Arthur called this whole line of work mental-type magic.
His evaluation of it was simple: dangerous, but absurdly powerful.
He'd already tested it. Because his own spiritual power could be projected outside his body, he'd created a spell based on that:
"Mental Collision."
As the name suggests, you gather your own mental power and ram it straight into someone else's consciousness.
He'd tried it on the merpeople beneath the Black Lake.
Every single merperson who took a direct hit… turned into an idiot.
In the wizarding world, magic that truly targets the mind is actually rare. The well-known ones are basically:
Obliviate (一忘皆空)
Legilimency (摄神取念)
Occlumency (大脑封闭术)
Arthur's mental spells were different from all three.

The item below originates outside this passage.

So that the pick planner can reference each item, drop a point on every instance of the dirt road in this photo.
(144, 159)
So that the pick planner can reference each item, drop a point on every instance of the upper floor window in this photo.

Because they were cast using your own raw spiritual power, they all had recoil built in.
Take Mental Collision: if your target's mind is stronger than yours, the spell fails, and your spiritual power bounces back and injures you.
Worst case? You end up just like those merpeople—blank-eyed and drooling.
That's why the most basic requirement of Arthur's mental-magic system was:
👉 you must be able to draw your spiritual power outside your body.
Which meant: what Hermione got from him last chapter… was actually the first, foundational brick of an entirely new magic system.
If someone malicious got hold of it and started developing battle-grade mental spells?
That would be a disaster for the wizarding world.
Because wizards are terrible at defending the mind. There's basically only Occlumency. Maybe the Patronus Charm counts, depending on how it's cast, but Arthur hadn't tested it in this context, so he couldn't say.
The good thing was: Arthur was watching Hermione's research the whole time, so he wasn't worried she'd leak the base technique.
And as for whether someone could reverse-engineer the core from Hermione's final "animal-speech spell"…
Arthur didn't worry about that either.
It's like maths: primary-school addition and university-level calculus both have "+". But if you can't even do 3+5, you are not jumping to complex integrals. Same logic.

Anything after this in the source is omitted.